The VLF hut at Pole was put in in 1962-63. I don’t know when VLF stuff started at Byrd but it was there for most of the life of the new station. And I think there was some VLF listening done at Delta One, otherwise known as Byrd Auroral Substation 40 miles NE of Byrd, where 3 men wintered in 1962 and 1963. Sir Charles Wright, the physicist on Scott’s expedition, was involved in some of the VLF studies at Byrd and Pole and visited both sites (thanks Mike Trimpi for info).
All of the above research predates the Palmer VLF stuff in question. I do have it documented that the first VLF equipment was set up at Palmer Station in 1978 (not sure which austral summer) according to an old Stanford web site. At some point in the late 80s the original equipment at Pole (which had been put in the new CUSP lab–first floor of Skylab in 1980-81) was shipped to Palmer.
Siple Station was first established as a summer station in 1969-70 with a 1-1/2 mile antenna. And the rest is history. I do have lots of historical info and pictures of the various Siple Stations which I haven’t gotten around to dealing with yet, but here is a picture I took of Bill Trabucco sitting in front of the Jupiter transmitter in January 1988.
The Pole VLF project (housed in a hut west of DSL, at least partly a Dartmouth (Mike Trimpi) project, and operated by the CUSP tech) went unfunded after the 2005 winter. Glenn, do you have a more current status of this project?December 3, 2007 at 4:14 pm #8565
Variations of the Stanford VLF and Dartmouth projects are still maintained by the Cusp Tech at the Pole. I’m not sure about funding this year, but in recent years VLF, at least, has been fully funded.
The electronics for both projects are housed in the B2 science lab and the antennas are out in the clean air/quiet sector. VLF still has a transmission antenna out beyond the dark sector, intended for conjugate studies, but as far as I know the transmitter crapped out a few years ago (after working for only a short time) and hasn’t been fixed.February 15, 2010 at 11:57 pm #8566
I recently scanned about 200 slides spanning 1986 related to Siple Stations I & II. I wintered-over in 1986 and was there the summers before and after. I tried to post a link to my slides on Facebook now in this forum just now, and it didn’t work (I think), so I am trying again. If you have a Facebook account, you should be able to see them, since they are shared to “Everyone”
Admittedly, the slides are mostly about me (and my wife), but you get what you pay for:
If the links don’t work for some reason, you can email me.

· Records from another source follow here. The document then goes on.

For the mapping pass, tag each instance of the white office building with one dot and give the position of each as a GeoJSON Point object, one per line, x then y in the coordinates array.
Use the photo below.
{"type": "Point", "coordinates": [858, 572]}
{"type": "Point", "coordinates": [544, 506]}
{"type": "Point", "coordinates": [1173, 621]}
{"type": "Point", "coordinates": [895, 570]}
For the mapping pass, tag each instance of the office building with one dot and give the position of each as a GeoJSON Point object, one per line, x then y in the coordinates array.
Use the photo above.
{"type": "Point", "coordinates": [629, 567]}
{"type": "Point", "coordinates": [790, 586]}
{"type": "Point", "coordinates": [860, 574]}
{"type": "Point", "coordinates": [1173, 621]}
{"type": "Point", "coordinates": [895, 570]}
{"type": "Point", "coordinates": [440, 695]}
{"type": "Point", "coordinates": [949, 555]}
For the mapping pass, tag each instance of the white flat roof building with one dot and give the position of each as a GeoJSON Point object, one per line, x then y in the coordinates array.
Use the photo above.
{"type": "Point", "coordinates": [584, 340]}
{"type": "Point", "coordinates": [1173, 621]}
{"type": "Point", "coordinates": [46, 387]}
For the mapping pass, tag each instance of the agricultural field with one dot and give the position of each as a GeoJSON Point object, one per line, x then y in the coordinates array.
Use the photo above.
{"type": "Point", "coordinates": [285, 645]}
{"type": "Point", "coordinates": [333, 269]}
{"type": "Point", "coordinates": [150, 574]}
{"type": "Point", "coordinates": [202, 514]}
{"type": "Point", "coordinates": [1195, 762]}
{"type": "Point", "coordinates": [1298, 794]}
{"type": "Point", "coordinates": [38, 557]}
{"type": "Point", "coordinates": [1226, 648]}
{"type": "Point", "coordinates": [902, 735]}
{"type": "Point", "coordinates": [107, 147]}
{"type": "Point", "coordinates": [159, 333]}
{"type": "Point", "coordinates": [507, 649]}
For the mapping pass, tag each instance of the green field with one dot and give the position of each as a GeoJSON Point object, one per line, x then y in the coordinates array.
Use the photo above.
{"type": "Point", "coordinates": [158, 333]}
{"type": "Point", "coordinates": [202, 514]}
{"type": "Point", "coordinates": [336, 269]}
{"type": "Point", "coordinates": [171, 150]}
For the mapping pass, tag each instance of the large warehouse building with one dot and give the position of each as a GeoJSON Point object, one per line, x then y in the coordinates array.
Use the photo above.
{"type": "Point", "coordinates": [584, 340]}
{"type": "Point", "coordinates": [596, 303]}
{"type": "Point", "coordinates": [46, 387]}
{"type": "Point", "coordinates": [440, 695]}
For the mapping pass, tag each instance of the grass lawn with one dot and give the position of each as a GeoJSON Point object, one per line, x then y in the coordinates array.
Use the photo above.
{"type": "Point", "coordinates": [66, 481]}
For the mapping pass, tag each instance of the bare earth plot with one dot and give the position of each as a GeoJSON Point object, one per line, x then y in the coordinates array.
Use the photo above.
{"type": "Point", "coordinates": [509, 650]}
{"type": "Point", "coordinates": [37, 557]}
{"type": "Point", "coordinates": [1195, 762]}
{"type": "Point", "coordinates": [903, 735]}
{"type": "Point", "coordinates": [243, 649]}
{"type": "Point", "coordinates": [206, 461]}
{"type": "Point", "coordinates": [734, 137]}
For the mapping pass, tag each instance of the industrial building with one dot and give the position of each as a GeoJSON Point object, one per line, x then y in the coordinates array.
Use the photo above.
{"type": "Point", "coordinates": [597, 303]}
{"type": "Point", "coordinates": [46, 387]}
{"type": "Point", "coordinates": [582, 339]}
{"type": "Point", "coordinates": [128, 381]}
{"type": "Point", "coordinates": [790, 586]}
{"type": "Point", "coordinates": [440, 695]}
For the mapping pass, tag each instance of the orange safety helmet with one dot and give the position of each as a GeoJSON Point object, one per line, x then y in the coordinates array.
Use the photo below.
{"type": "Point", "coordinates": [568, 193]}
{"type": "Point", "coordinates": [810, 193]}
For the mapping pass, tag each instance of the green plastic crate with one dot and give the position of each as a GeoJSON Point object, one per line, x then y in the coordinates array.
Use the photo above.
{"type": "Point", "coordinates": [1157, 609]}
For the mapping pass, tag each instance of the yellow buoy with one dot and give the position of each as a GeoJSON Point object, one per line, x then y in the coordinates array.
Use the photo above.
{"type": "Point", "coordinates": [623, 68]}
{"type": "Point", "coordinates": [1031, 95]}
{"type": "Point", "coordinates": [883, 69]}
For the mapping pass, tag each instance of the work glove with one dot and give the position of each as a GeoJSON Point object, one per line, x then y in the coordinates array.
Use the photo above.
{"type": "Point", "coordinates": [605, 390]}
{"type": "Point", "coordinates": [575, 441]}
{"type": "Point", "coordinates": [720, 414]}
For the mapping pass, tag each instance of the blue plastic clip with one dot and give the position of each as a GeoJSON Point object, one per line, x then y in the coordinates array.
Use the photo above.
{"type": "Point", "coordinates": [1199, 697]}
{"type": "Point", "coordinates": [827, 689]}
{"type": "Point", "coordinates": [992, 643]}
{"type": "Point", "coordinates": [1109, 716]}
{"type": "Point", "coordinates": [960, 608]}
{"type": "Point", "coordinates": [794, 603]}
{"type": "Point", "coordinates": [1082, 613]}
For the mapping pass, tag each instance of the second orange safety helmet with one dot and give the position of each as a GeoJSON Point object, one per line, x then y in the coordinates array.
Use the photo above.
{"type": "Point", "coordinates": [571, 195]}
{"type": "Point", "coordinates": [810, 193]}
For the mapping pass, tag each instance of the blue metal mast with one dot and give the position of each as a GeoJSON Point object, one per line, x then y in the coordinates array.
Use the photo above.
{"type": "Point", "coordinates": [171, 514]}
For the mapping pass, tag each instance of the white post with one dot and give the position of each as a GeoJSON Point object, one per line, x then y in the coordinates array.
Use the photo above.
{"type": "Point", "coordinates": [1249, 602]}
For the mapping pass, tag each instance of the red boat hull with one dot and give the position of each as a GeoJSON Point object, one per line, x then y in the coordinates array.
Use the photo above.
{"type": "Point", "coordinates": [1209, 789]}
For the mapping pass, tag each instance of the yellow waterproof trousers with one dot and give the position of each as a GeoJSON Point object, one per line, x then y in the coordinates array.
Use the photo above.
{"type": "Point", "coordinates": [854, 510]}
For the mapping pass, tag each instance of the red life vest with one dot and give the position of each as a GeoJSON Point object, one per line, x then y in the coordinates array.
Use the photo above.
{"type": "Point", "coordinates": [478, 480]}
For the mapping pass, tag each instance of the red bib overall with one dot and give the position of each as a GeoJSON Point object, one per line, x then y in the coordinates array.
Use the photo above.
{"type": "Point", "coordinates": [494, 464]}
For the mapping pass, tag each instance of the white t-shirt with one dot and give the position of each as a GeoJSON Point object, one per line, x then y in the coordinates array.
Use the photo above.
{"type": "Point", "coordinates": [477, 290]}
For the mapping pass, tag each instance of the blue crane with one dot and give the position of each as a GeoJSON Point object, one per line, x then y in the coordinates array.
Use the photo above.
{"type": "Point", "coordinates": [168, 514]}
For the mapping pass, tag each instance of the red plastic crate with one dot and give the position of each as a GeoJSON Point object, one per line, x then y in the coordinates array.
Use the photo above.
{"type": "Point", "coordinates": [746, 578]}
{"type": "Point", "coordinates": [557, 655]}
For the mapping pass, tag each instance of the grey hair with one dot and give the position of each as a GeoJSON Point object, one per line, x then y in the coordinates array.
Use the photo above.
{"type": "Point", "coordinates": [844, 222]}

3 April 2010 – I changed the above links from Facebook member accessible links, to links available to all. Thanks to whoever advised me on the change.
email@example.comMarch 3, 2010 at 8:09 pm #8567
Nice photos Jim.March 4, 2011 at 1:21 pm #8568
It must be exciting.
The best Wartrol review is on http://weightwoo.com/wartrol-review you can still read it.February 24, 2013 at 6:25 pm #8569
Does anyone have the ham radio logs and/or QSL cards for Siple Station (KC4AAD)? I operated KC4AAD from October 1968 to February 1970 when it was assigned to Byrd VLF Substation, aka Longwire. I have the logs and blank cards for KC4AAD from 1965 to 1970 and occasionally get requests for confirmation for Siple.
The building in the photos of Siple 1 was ny residence for a year when it was at Longwire.